I believe there's a very thin line between awareness and "crazy"; I think at some stage you can slip past the line and it may become difficult to find your way back. A couple of weeks ago I recognized how often I would attach that word to myself, then I heard or read something Joel Osteen said about how we attract to ourselves whatever statement we attach after "I am". Another thing I realized was that I had become afraid to watch a particular show that I'd grown to love because of the new direction it had taken. On Wednesday evenings I'd watch "American Horror Story" on FX, however this season would be in an "Asylum" so I began to question if I was able to handle it.
I've learned to recognize the "voice" of my thoughts, like, when I am listening to my core self versus when ego, fear, insecurity, confidence, doubt, etc. are speaking. In my head, they all have different voices and at times it can be a bit difficult to decipher if I should entertain the instruction or not. I find it happens with my posting as well, no matter if its on The Facebook, Twitter or this blog. My intention is to speak from my core as opposed to allowing my ego, hurt or pride to speak for me. It seems this creates a "problem" when I notice the amount of posts sitting in my drafts and the knowledge that I can't allow those feelings/thoughts to linger.
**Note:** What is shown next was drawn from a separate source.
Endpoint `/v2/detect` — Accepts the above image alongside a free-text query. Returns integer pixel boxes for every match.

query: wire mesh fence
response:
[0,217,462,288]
In this moment I have possibly three of my six drafts that have been a bit painful to compose and I've allowed that to be my excuse to leave them incomplete. As I've noticed the number of views increase from month to month I've grown extremely self conscious of my words however that was the purpose of blogging. As an escape or outlet for my feelings and thoughts. As I typed in the post "Here I Go Again" I have to stop resisting and let it all go, sure it isn't always easy, but it's absolutely necessary.
I just ask that you bare with me as I allow the right voice to be heard. Also, feel free to leave a comment or story of your own if you can relate.
Thanks again for your tweets, texts, retweets, etc. I appreciate each of you for taking the time to experience "the world outside my window".